Outre, et, cela dit en toute modestie : je parle à partir de mon expérience personnelle de quarante ans de lecture sur des livres, albums etc. reliés et de deux ans sur des tablettes e-paper, outre donc que le lecteur modifie presque à loisir la typographie de l'unique page e-paper (changement de la police de caractères et de sa taille, justification, gras, etc.), outre l'hypertexte des sommaires, notes, index, outre l'absence de perception immédiate globale du livre via sa couverture, sa quatrième de couverture, son épaisseur qui fournit déjà nombre d'informations, outre l'impossibilité du feuilletage et une difficile appréhension du nombre de pages et de progression de sa lecture (personnellement l'espèce de "pageomètre" du Cybook Gen3 me convient moins que la foliotation plus classique de l'Iliad), outre tout cela donc, la page unique signe un changement d'ère.
Avec les e-books nous passons de l'ère de la possession matérielle de rouleaux ou de codex (le fait d'acheter et de stocker un livre, le fait de s'en rendre propriétaire et de l'exhiber), à l'ère de l'usage : lire le livre.
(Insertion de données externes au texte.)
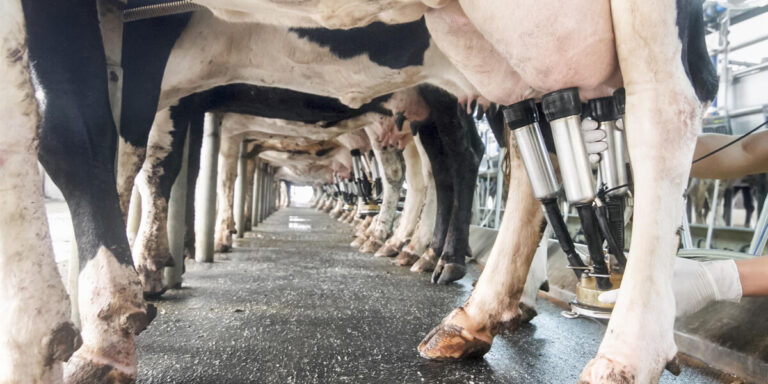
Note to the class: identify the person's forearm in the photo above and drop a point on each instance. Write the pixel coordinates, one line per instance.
(749, 156)
(753, 274)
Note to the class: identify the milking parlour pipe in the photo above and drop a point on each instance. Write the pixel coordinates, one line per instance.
(363, 185)
(563, 111)
(523, 119)
(372, 167)
(612, 168)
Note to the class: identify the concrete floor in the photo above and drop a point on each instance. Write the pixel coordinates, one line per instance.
(295, 304)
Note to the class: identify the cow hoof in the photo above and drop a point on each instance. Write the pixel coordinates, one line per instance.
(356, 243)
(222, 248)
(371, 245)
(155, 295)
(63, 342)
(425, 263)
(602, 370)
(80, 370)
(137, 321)
(451, 341)
(405, 259)
(446, 273)
(527, 313)
(386, 251)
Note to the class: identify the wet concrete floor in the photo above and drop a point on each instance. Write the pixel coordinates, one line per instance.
(295, 304)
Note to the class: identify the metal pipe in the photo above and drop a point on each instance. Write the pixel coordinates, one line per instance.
(760, 236)
(747, 111)
(206, 220)
(563, 109)
(240, 186)
(715, 204)
(736, 47)
(255, 197)
(177, 213)
(522, 118)
(159, 10)
(749, 71)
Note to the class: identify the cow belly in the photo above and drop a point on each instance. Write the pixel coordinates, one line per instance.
(551, 45)
(475, 57)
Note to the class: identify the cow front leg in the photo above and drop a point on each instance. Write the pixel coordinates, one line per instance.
(423, 232)
(443, 181)
(78, 140)
(391, 163)
(151, 251)
(414, 200)
(35, 332)
(469, 330)
(662, 118)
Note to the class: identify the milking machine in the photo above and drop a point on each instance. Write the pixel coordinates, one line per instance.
(370, 201)
(600, 210)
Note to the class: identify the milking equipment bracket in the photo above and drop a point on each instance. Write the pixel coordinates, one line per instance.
(601, 210)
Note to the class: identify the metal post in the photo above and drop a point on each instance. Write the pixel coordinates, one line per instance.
(177, 214)
(715, 204)
(206, 189)
(685, 236)
(240, 185)
(761, 232)
(257, 172)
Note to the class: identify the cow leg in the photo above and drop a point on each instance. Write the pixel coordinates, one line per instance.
(151, 251)
(426, 225)
(391, 163)
(193, 169)
(250, 168)
(441, 172)
(225, 193)
(35, 332)
(414, 200)
(78, 140)
(463, 150)
(662, 120)
(469, 330)
(143, 67)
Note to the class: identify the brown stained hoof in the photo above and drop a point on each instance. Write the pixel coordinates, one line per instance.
(386, 251)
(602, 370)
(170, 262)
(452, 342)
(137, 321)
(155, 295)
(527, 313)
(425, 263)
(405, 259)
(222, 248)
(510, 326)
(371, 245)
(446, 273)
(63, 342)
(358, 241)
(81, 370)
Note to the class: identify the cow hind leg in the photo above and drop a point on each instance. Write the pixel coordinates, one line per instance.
(662, 120)
(151, 251)
(225, 194)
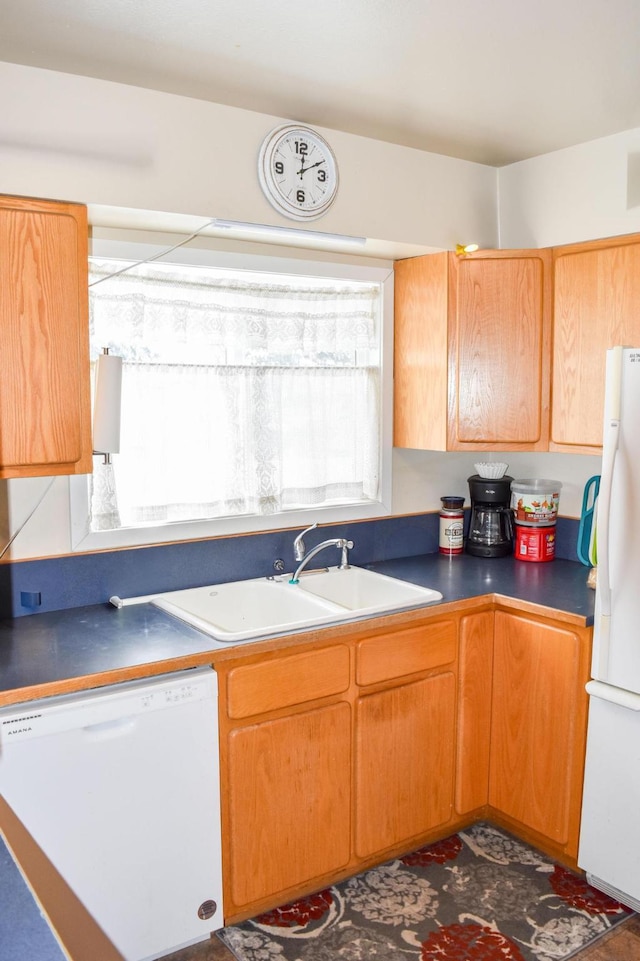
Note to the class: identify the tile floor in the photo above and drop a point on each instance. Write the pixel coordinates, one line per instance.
(622, 944)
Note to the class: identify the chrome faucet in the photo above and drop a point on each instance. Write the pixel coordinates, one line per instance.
(299, 552)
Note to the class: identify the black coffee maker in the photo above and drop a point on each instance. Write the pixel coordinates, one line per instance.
(491, 531)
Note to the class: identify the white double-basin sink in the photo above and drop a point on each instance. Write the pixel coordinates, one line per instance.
(271, 606)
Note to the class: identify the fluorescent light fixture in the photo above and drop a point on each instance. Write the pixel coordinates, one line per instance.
(268, 232)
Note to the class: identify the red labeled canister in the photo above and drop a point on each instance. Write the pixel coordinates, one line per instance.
(535, 543)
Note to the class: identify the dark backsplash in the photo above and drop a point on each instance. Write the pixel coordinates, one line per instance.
(76, 580)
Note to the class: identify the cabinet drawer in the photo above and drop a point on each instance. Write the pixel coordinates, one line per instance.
(270, 685)
(405, 652)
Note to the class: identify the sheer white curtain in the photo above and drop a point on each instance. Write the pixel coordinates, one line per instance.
(241, 395)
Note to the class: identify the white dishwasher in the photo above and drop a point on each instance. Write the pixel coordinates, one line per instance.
(120, 788)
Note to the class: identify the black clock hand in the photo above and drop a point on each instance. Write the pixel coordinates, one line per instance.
(304, 169)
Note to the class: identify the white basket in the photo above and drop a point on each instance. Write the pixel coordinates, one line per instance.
(492, 470)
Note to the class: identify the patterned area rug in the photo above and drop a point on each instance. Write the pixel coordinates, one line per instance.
(480, 895)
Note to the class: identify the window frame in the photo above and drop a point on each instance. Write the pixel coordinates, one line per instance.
(204, 252)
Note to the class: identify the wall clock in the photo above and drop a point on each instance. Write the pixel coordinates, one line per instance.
(298, 172)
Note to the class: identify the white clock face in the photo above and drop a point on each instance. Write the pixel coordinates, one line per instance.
(298, 172)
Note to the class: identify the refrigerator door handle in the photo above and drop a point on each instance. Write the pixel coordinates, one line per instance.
(614, 695)
(610, 446)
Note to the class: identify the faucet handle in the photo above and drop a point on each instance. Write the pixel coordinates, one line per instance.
(298, 544)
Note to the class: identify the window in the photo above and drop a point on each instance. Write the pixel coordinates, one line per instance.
(251, 396)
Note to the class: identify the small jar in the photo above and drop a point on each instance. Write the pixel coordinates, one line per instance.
(451, 525)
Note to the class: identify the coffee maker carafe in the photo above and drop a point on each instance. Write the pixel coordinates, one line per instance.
(491, 531)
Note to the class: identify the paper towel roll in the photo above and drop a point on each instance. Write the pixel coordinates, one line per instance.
(106, 405)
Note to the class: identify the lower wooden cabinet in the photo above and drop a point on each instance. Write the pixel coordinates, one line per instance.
(340, 753)
(405, 741)
(538, 726)
(475, 685)
(289, 783)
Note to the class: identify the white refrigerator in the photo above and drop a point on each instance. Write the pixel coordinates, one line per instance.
(609, 849)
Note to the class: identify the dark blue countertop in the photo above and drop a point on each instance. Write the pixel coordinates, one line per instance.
(560, 585)
(59, 646)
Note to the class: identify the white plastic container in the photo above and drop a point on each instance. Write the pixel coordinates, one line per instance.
(535, 502)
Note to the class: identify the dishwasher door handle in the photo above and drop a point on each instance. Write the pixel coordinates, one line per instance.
(107, 730)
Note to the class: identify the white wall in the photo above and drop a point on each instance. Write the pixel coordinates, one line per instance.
(128, 151)
(580, 193)
(121, 147)
(76, 138)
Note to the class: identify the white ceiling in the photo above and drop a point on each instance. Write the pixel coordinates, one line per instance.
(493, 81)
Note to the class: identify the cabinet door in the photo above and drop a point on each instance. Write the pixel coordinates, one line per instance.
(472, 351)
(537, 740)
(499, 350)
(596, 298)
(420, 352)
(290, 802)
(404, 762)
(45, 405)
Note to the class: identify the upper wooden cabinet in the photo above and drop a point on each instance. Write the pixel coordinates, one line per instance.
(596, 306)
(45, 401)
(472, 351)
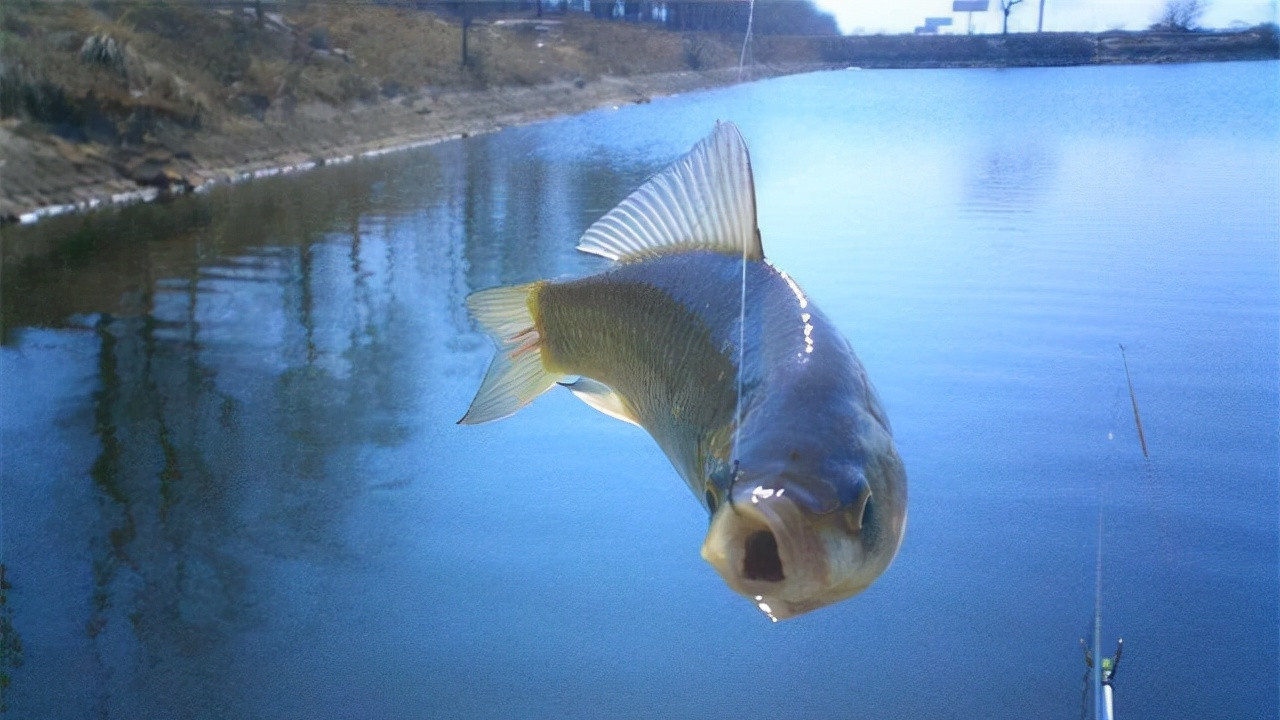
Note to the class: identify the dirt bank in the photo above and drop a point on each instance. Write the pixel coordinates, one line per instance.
(113, 103)
(109, 103)
(45, 176)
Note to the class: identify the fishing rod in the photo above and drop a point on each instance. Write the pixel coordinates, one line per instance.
(1101, 670)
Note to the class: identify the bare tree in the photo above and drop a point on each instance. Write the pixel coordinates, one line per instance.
(1180, 16)
(1008, 7)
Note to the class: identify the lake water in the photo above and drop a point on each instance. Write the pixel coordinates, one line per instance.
(233, 486)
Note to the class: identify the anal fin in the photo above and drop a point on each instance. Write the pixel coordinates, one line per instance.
(603, 399)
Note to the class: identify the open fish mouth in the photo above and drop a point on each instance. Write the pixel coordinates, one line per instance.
(775, 552)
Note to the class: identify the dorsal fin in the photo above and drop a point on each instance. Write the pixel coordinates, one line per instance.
(703, 201)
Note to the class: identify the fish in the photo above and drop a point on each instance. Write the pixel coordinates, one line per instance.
(752, 392)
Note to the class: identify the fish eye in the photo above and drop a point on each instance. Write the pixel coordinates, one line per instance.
(859, 515)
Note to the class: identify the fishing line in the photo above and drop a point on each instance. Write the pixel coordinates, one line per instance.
(746, 39)
(741, 355)
(741, 305)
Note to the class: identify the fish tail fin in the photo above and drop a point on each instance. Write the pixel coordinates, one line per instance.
(516, 374)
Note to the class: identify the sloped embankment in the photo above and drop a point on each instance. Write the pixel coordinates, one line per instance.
(101, 101)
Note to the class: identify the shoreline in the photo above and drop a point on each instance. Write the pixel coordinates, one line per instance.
(457, 114)
(45, 176)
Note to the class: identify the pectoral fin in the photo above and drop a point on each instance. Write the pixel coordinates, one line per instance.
(603, 399)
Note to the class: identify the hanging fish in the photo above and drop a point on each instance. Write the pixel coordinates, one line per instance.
(752, 392)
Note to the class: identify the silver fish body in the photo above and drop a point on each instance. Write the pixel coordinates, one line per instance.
(757, 399)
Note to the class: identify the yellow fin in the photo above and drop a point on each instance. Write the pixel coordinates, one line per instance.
(603, 399)
(703, 201)
(516, 374)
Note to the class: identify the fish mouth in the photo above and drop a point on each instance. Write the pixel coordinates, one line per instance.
(775, 552)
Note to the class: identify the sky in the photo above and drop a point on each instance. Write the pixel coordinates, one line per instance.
(904, 16)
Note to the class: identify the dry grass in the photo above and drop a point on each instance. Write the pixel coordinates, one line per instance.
(206, 67)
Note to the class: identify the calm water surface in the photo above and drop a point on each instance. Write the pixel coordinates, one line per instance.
(233, 486)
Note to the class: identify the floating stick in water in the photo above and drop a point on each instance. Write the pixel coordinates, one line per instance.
(1133, 399)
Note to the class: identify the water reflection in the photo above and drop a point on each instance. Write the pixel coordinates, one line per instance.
(232, 486)
(251, 350)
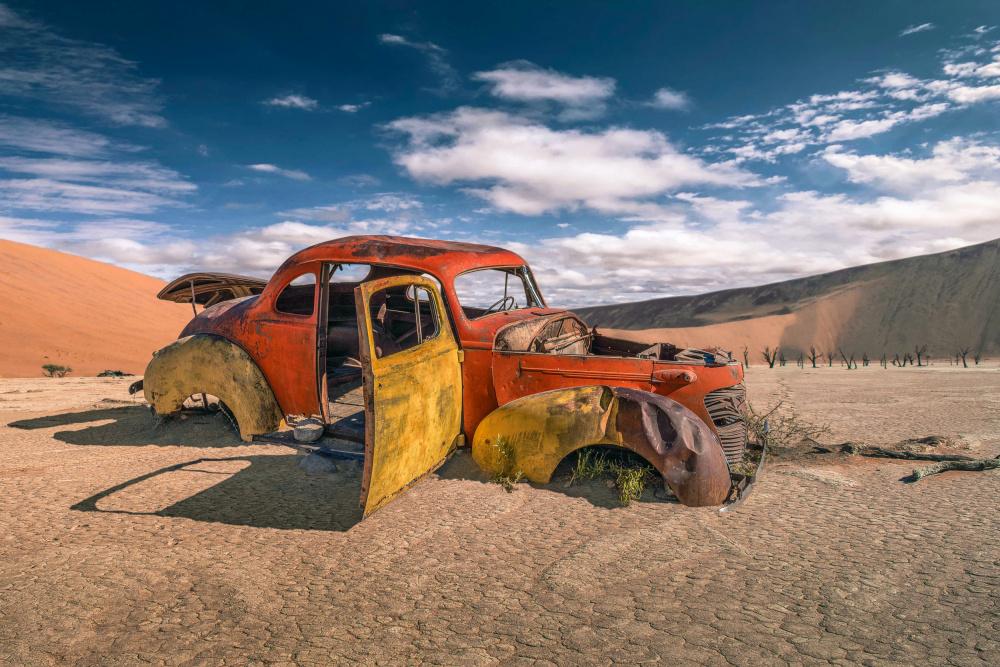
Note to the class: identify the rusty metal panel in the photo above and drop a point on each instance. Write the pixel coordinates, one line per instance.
(216, 366)
(542, 429)
(413, 402)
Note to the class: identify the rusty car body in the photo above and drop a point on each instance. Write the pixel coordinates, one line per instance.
(439, 363)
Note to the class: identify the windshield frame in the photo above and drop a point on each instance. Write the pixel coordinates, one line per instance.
(533, 297)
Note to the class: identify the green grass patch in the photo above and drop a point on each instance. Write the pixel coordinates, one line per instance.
(629, 471)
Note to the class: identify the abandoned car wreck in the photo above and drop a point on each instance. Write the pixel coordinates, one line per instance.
(406, 349)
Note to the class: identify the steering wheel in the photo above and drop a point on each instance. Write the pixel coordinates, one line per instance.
(501, 303)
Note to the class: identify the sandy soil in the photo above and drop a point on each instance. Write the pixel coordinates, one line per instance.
(60, 309)
(127, 542)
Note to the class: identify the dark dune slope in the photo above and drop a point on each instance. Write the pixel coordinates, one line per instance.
(946, 301)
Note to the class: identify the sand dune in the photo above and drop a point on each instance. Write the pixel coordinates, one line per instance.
(945, 301)
(62, 309)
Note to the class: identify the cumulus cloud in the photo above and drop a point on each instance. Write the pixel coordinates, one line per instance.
(523, 166)
(67, 74)
(436, 59)
(951, 161)
(292, 101)
(359, 181)
(583, 97)
(907, 205)
(353, 108)
(673, 100)
(923, 27)
(887, 100)
(287, 173)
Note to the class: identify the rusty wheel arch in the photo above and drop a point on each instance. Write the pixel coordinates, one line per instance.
(538, 431)
(210, 364)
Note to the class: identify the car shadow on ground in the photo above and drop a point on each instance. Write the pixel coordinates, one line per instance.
(135, 426)
(263, 491)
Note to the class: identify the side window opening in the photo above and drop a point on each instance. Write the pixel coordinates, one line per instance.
(403, 318)
(298, 297)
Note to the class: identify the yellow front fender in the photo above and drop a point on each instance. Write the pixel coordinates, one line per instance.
(538, 431)
(210, 364)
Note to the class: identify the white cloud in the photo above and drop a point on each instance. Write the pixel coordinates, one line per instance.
(528, 168)
(293, 101)
(882, 102)
(951, 161)
(42, 66)
(90, 187)
(923, 27)
(353, 108)
(665, 98)
(973, 94)
(287, 173)
(133, 175)
(398, 204)
(581, 98)
(435, 55)
(526, 82)
(41, 136)
(359, 181)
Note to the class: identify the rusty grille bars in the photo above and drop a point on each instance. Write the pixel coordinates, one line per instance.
(725, 406)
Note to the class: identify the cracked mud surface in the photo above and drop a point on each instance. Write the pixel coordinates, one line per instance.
(115, 552)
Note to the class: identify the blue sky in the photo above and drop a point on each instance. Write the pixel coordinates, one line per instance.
(628, 150)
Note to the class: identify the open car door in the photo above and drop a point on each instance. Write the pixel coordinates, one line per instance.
(412, 385)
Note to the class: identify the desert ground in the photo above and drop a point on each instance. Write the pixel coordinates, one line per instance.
(129, 542)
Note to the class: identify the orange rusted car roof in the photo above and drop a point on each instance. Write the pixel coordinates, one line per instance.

Jusqu'à nos jours, acquérir un livre revêtait un certain sens ostentatoire et gratifiant qui disparaît lorsque l'on télécharge un fichier.
Nous avons tous vu chez des connaissances, des amis, de la famille, de ces "livres au kilomètre", de ces bibliothèques décoratives, voire de ces faux-livres remplis de vide ou de quelques vieux papiers, simples éléments de décoration d'intérieur. Cela ne sera plus possible.
En conclusion, timide et provisoire, la lecture pourrait se dissoudre dans le multi le pluri ou l'hypermédia, mais d'un autre côté, la lecture, si nous parvenons à lui réserver un dispositif spécifique dédié je pense, pourrait retrouver la force vivifiante de ses jeunes années, quand jadis elle accompagna le passage d'une culture de l'oralité à une culture de l'écrit et à une lecture silencieuse, intime ; cette force vivifiante que nous avons tous ressentie quand nous avons naguère dévoré nos premiers bouquins.